[Hiver 1996-1997]
par Franck Michel
Nos lecteurs ont sans doute remarqué que depuis quelque temps CVphoto se refait progressivement une nouvelle image : principalement par une amélioration de la grille graphique et par un léger changement dans la présentation de la page couverture. À partir de ce numéro, un espace plus généreux sera consacré aux critiques d’expositions. Il nous sera donc possible de couvrir dorénavant les expositions présentées en région, ailleurs au Canada ou encore à l’étranger.
Dans ce numéro, nous avons choisi de réunir autour du thème du lieu trois artistes aux approches fort différentes : Miki Gingras, Lynne Cohen, et André Jasinski.
De renommée internationale, l’artiste d’Ottawa Lynne Cohen a démontré depuis plusieurs années une fascination pour les lieux du pouvoir, des finances, de l’éducation ou de la science, dont elle capte les intérieurs vides de toute présence humaine. Ses photographies esquissent une fresque à l’ironie grinçante de notre société et de ses institutions. À des kilomètres de là, le photographe belge André Jasinski chasse, la nuit, les vestiges de la société industrielle passée ou présente. Ces sites étranges, oubliés dans le silence nocturne, nous apportent une vision inédite des villes de Bruxelles et de Genève. L’artiste montréalaise Miki Gingras poursuit quant à elle une quête de vérité historique déjà amorcée dans ses corpus précédents. Avec sa série Acculturation, elle ravive, à travers les photographies d’un pensionnat abandonné situé dans le nord du Québec, une partie occultée de l’histoire de l’intégration et de l’aliénation des autochtones par les blancs.
La force de ces trois artistes poétiques, critiques ou politiques, réside dans leur implacable actualité ; même si leurs images sont parfois très subjectives, elles demeurent néanmoins des témoignages du présent d’une ville, des oublis de l’Histoire ou d’inquiétants intérieurs des hauts lieux de la société capitaliste.

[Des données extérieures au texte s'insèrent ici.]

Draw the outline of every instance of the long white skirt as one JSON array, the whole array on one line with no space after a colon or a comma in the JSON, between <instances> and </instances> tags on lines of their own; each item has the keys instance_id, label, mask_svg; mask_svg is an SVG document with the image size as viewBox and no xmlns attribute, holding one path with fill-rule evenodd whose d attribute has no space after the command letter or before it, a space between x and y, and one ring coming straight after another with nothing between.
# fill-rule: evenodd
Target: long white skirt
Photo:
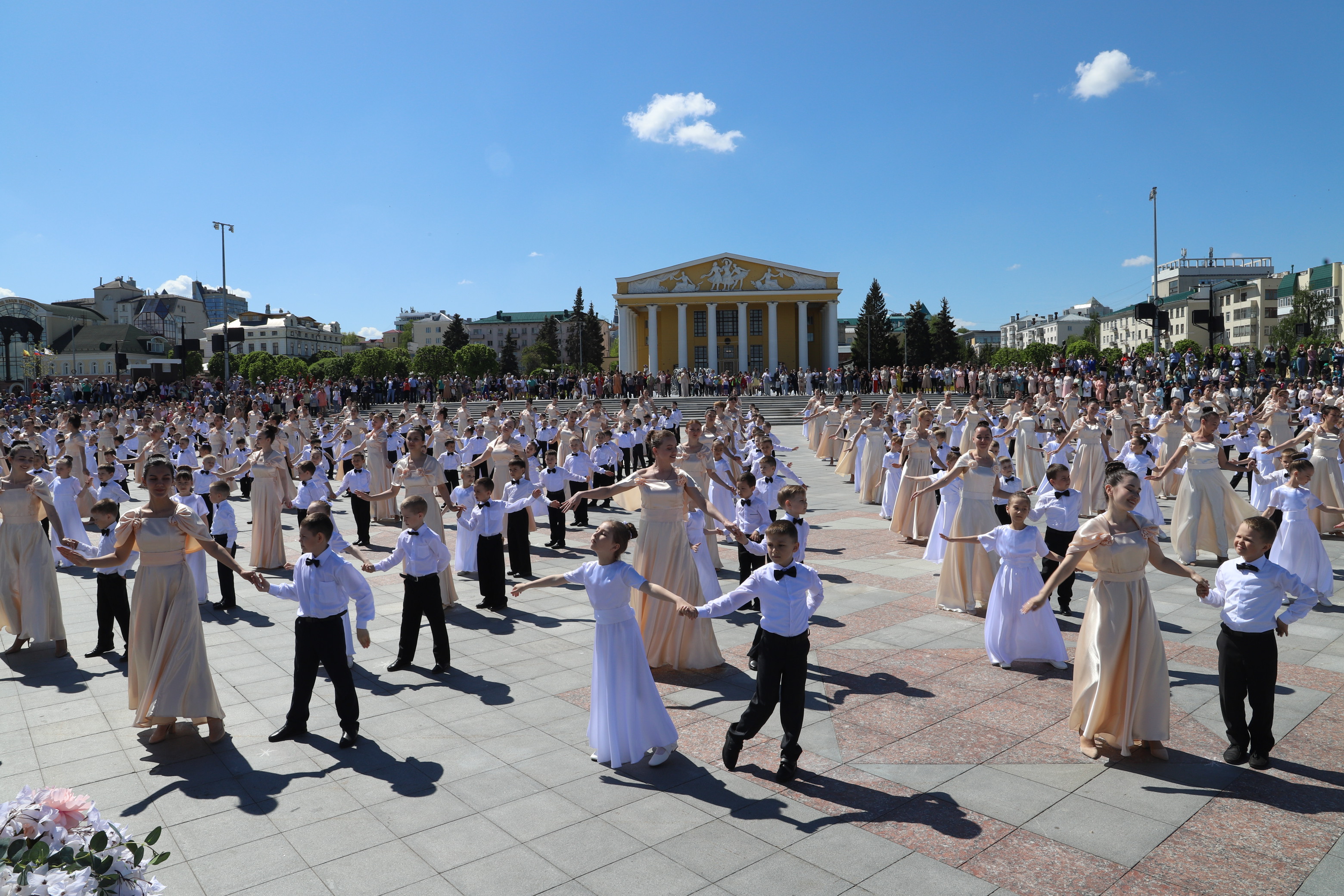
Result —
<instances>
[{"instance_id":1,"label":"long white skirt","mask_svg":"<svg viewBox=\"0 0 1344 896\"><path fill-rule=\"evenodd\" d=\"M613 768L676 743L676 725L653 684L633 610L620 622L599 621L594 630L587 733L597 760Z\"/></svg>"},{"instance_id":2,"label":"long white skirt","mask_svg":"<svg viewBox=\"0 0 1344 896\"><path fill-rule=\"evenodd\" d=\"M1321 544L1321 533L1306 510L1285 510L1269 559L1325 596L1335 594L1335 570Z\"/></svg>"},{"instance_id":3,"label":"long white skirt","mask_svg":"<svg viewBox=\"0 0 1344 896\"><path fill-rule=\"evenodd\" d=\"M933 529L929 532L929 544L925 545L925 560L942 563L942 555L948 552L948 543L938 536L952 532L952 520L957 516L958 506L961 506L961 492L949 494L945 489L942 501L938 504L938 514L933 519Z\"/></svg>"},{"instance_id":4,"label":"long white skirt","mask_svg":"<svg viewBox=\"0 0 1344 896\"><path fill-rule=\"evenodd\" d=\"M1021 607L1040 592L1040 570L1035 563L1004 562L995 575L985 609L985 653L991 662L1008 665L1017 660L1068 662L1064 638L1048 606L1023 615Z\"/></svg>"}]
</instances>

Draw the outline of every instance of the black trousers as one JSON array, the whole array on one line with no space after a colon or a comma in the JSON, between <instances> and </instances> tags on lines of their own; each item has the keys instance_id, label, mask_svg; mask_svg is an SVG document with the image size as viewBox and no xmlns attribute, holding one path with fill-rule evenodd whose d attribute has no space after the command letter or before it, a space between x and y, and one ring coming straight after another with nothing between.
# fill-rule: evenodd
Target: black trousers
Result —
<instances>
[{"instance_id":1,"label":"black trousers","mask_svg":"<svg viewBox=\"0 0 1344 896\"><path fill-rule=\"evenodd\" d=\"M532 545L527 540L527 510L515 510L505 523L508 568L512 575L532 575Z\"/></svg>"},{"instance_id":2,"label":"black trousers","mask_svg":"<svg viewBox=\"0 0 1344 896\"><path fill-rule=\"evenodd\" d=\"M1227 725L1227 740L1262 756L1274 747L1274 681L1278 678L1278 643L1274 630L1234 631L1226 625L1218 634L1218 703ZM1246 723L1246 701L1251 720Z\"/></svg>"},{"instance_id":3,"label":"black trousers","mask_svg":"<svg viewBox=\"0 0 1344 896\"><path fill-rule=\"evenodd\" d=\"M482 603L488 607L507 607L504 590L504 537L499 535L476 536L476 580L481 588Z\"/></svg>"},{"instance_id":4,"label":"black trousers","mask_svg":"<svg viewBox=\"0 0 1344 896\"><path fill-rule=\"evenodd\" d=\"M1073 532L1062 532L1059 529L1051 529L1050 527L1046 527L1046 547L1058 553L1059 556L1064 556L1064 552L1068 551L1068 543L1073 540L1074 540ZM1046 557L1044 560L1040 562L1040 575L1046 580L1048 580L1050 576L1055 574L1055 570L1058 567L1059 564L1055 560ZM1059 583L1060 610L1067 607L1074 599L1075 578L1077 578L1075 575L1070 574L1067 579Z\"/></svg>"},{"instance_id":5,"label":"black trousers","mask_svg":"<svg viewBox=\"0 0 1344 896\"><path fill-rule=\"evenodd\" d=\"M570 482L570 494L587 492L587 482ZM579 501L574 508L574 525L587 525L587 501Z\"/></svg>"},{"instance_id":6,"label":"black trousers","mask_svg":"<svg viewBox=\"0 0 1344 896\"><path fill-rule=\"evenodd\" d=\"M751 553L741 544L738 545L738 582L746 582L747 576L765 566L765 557Z\"/></svg>"},{"instance_id":7,"label":"black trousers","mask_svg":"<svg viewBox=\"0 0 1344 896\"><path fill-rule=\"evenodd\" d=\"M564 504L564 490L547 492L546 500ZM546 508L546 514L551 520L551 544L564 544L564 510L548 506Z\"/></svg>"},{"instance_id":8,"label":"black trousers","mask_svg":"<svg viewBox=\"0 0 1344 896\"><path fill-rule=\"evenodd\" d=\"M308 727L308 703L317 681L317 665L327 668L327 677L336 689L336 715L345 731L359 731L359 695L355 676L345 662L345 623L341 613L314 619L298 617L294 622L294 695L289 700L285 721L298 728ZM442 615L442 614L439 614Z\"/></svg>"},{"instance_id":9,"label":"black trousers","mask_svg":"<svg viewBox=\"0 0 1344 896\"><path fill-rule=\"evenodd\" d=\"M757 650L757 689L742 717L728 725L728 740L742 746L770 720L780 705L780 756L797 760L802 755L798 732L802 729L802 701L808 684L808 633L786 638L773 631L761 635Z\"/></svg>"},{"instance_id":10,"label":"black trousers","mask_svg":"<svg viewBox=\"0 0 1344 896\"><path fill-rule=\"evenodd\" d=\"M441 574L442 575L442 574ZM444 622L444 599L439 595L437 575L422 575L418 579L407 575L402 591L402 634L396 642L398 662L411 662L415 658L415 645L419 642L421 617L429 622L434 638L434 662L448 665L452 653L448 647L448 625ZM341 638L345 635L343 634ZM341 642L344 645L344 641ZM345 647L341 646L341 653Z\"/></svg>"},{"instance_id":11,"label":"black trousers","mask_svg":"<svg viewBox=\"0 0 1344 896\"><path fill-rule=\"evenodd\" d=\"M126 599L126 579L116 572L98 574L98 647L112 650L112 623L121 627L121 642L128 643L130 631L130 602Z\"/></svg>"},{"instance_id":12,"label":"black trousers","mask_svg":"<svg viewBox=\"0 0 1344 896\"><path fill-rule=\"evenodd\" d=\"M368 501L349 496L349 512L355 517L355 541L368 544Z\"/></svg>"},{"instance_id":13,"label":"black trousers","mask_svg":"<svg viewBox=\"0 0 1344 896\"><path fill-rule=\"evenodd\" d=\"M224 551L228 551L228 556L238 556L238 545L235 544L234 547L228 547L227 535L216 535L215 544L222 547ZM237 607L238 600L234 596L234 571L219 560L215 560L215 566L219 568L219 603L226 607Z\"/></svg>"}]
</instances>

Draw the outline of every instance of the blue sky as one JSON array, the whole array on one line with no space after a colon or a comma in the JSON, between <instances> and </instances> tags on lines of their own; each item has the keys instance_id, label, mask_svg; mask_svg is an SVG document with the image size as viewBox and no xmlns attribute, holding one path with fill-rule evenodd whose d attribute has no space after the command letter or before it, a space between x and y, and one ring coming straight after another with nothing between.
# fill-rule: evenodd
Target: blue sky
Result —
<instances>
[{"instance_id":1,"label":"blue sky","mask_svg":"<svg viewBox=\"0 0 1344 896\"><path fill-rule=\"evenodd\" d=\"M1318 265L1341 9L5 4L0 289L214 285L224 220L253 308L348 330L610 313L613 278L722 251L997 326L1141 297L1153 185L1161 261Z\"/></svg>"}]
</instances>

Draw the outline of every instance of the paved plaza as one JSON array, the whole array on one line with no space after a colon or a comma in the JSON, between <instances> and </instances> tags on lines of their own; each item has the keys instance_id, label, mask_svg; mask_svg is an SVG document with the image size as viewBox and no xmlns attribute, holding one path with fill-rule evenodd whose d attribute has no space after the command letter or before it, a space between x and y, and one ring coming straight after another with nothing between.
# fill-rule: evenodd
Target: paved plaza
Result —
<instances>
[{"instance_id":1,"label":"paved plaza","mask_svg":"<svg viewBox=\"0 0 1344 896\"><path fill-rule=\"evenodd\" d=\"M797 427L777 434L801 441ZM289 705L294 604L241 583L238 611L202 611L231 737L212 747L180 725L146 746L125 666L83 658L93 574L63 571L73 658L44 646L0 666L0 799L73 787L133 833L164 825L169 896L1344 892L1344 609L1316 609L1279 642L1279 743L1274 767L1251 771L1220 760L1218 613L1188 580L1150 570L1171 762L1087 760L1066 724L1073 670L991 666L978 619L933 610L938 567L810 454L792 457L812 486L808 560L827 599L788 786L774 782L774 723L735 772L719 763L751 693L755 614L715 621L722 669L656 673L680 751L612 770L589 760L585 736L594 623L582 590L528 591L500 618L470 609L476 583L458 578L453 672L434 677L427 630L415 668L383 670L401 579L370 576L379 615L372 649L358 652L362 740L343 751L321 678L308 742L267 743ZM250 513L237 510L246 548ZM336 521L353 537L348 502ZM386 556L396 529L374 532L374 557ZM590 532L571 531L566 552L534 547L536 575L586 562ZM1344 568L1344 540L1327 548ZM735 552L723 559L727 588ZM1060 619L1070 647L1074 606Z\"/></svg>"}]
</instances>

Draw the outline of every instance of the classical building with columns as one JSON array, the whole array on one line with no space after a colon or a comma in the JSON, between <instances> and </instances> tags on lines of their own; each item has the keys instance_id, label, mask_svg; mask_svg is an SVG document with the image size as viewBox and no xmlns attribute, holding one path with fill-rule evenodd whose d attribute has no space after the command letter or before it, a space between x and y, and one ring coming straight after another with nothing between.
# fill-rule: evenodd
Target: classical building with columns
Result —
<instances>
[{"instance_id":1,"label":"classical building with columns","mask_svg":"<svg viewBox=\"0 0 1344 896\"><path fill-rule=\"evenodd\" d=\"M617 277L620 367L839 367L839 279L835 271L731 254Z\"/></svg>"}]
</instances>

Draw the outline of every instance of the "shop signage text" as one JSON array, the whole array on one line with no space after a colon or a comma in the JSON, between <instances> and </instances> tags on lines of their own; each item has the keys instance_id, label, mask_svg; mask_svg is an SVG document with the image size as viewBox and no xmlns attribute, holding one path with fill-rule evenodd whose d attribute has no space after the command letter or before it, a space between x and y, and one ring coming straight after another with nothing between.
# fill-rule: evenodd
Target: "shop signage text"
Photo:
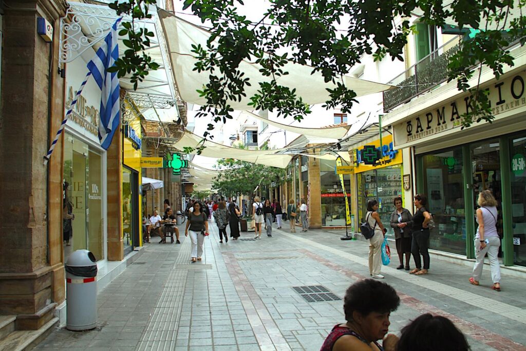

Pour cette livraison d’hiver, la chronique « Point de vue » est rédigée par une auteure anglophone : l’artiste et théoricienne montréalaise Cheryl Simon. Ce texte dense mais nécessaire interroge le concept de visual culture tout en faisant le point sur les théories photographiques des dernières années. Cette chronique est d’ailleurs publiée pour la première fois en anglais. Fidèles à notre volonté de bilinguisme, nous croyons essentiel que le « Point de vue » puisse être écrit indifféremment en anglais ou en français, à défaut de pouvoir être traduit intégralement.
Je me suis aperçu que, dans cette page, nous parlions souvent des photographes mais bien rarement des auteurs, des critiques ou des théoriciens qui écrivent dans CVphoto. Aussi quelques mots s’imposent à ce sujet. Précisons d’abord que les écrits publiés dans notre revue ne servent pas qu’à remplir le blanc des pages. Au-delà du plaisir de la lecture, ils contribuent à une meilleure compréhension d’un cheminement artistique ou des problématiques abordées par la photographie contemporaine. Nous recherchons des auteurs, novices ou chevronnés, d’ici ou d’ailleurs, qui savent être intéressants et instructifs sans toutefois devenir abstraits. Le choix des auteurs est fait avec beaucoup de minutie, et comme dans le cas des photographes, nous réservons une place privilégiée à la relève. J’espère donc que nos lecteurs apprécient le travail des auteurs tout autant que celui des artistes : CVphoto, ce sont des images mais aussi des mots.
Bonne lecture !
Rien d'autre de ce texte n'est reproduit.